So. Internet Dragons. And Decoding. This is a little scary for me. Writing for mentalshaman.com was always fuelled by moments of ‘u r shamaning wrong’ or ‘oh ffs, women are people’. I can get quite het up and creative in moments like that, but some people seem to appreciate my analysis of various things. Posting on this new domain is an exercise in self-discipline – something I don’t have very much at. My long time followers will often note me mentioning a post I’m ruminating on, and yet the post never appears. It sits in my brain in cloud form as I’m not always entirely sure what I’m trying to say and who I’m trying to say it too.
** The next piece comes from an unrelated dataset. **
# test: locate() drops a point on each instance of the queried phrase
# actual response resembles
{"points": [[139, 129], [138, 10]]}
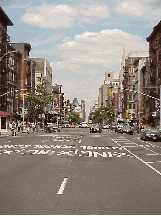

Audience has never been something I’m sure about. “Why blog?” and “Blogging for the right reasons” are on going themes for many bloggers. Blogging for pageviews only really works if you’re actually making money at the end of the day. Blogging just for myself has never really appealed. I’m already great at talking to myself, why would I want to blog to me? Really it’s about interaction and dialogue – both things which can pick at my social anxiety. In previous cases where a post of mine has gotten a lot of attention, the subsequent comments both energised me and wore me out. Since then my replies to comments have been a little sparse – something that has long been a source of regret.
Plus I am very prolific on twitter. It’s very very easy to vent there. There is a purity about getting your precise meaning and emotion out in a 140 character limit. Both in my professional and academic lives I am now used to keeping written assignments brief and precise as possible (although this is gradually changing in my studies as assignments become more complex.) Even when I wrote guides and theorycraft, I always believed in keeping it brief and to the point. I don’t believe in stating the obvious – but sometimes that is what blogging (and academia) is all about. Stating what is there. It still feels strange to me. The part of me that wanted to be a novelist when she grew up – she thinks every paragraph should be a thing of constructed beauty. The analytical adult really doesn’t want to waste her (or anybody else’s) time with overblown purple prose.
Although I don’t think purple prose can be counted as a ‘thing of constructed beauty.
Meandering post meanders. This is impressive. It was originally going to be about Guild Wars 2.
It’s very easy to let fear and apatheticness become a barrier to writing. I am genuinely happier when I am writing and expressing myself. Since I started blogging and podcasting about MMOs I have moved house, parted ways with my long-term partner, come out as bisexual, begun ‘dating’ and started horse riding. I’m not a difference person to the one I was in March 2010, but I am more confident, more sure of myself. Willing to enjoy myself. Blogging again is part of that, as opposed to a replacement for it.
So the goals? I am studying for a second undergraduate degree, while working fulltime, and I wanted to apply some of the principles and techniques I am learning in class to my amateur analysis and commentary on all things geek. I’m passionate about fiction, film, comics, and games, so it seems sensible to continue that. This is the aim. Along with somewhere to put my random thoughts about geek gaming, sexuality, and all the other things that never really fitted into the ‘Warcraft blog’ slot.
I suspect MMOs will dominate though!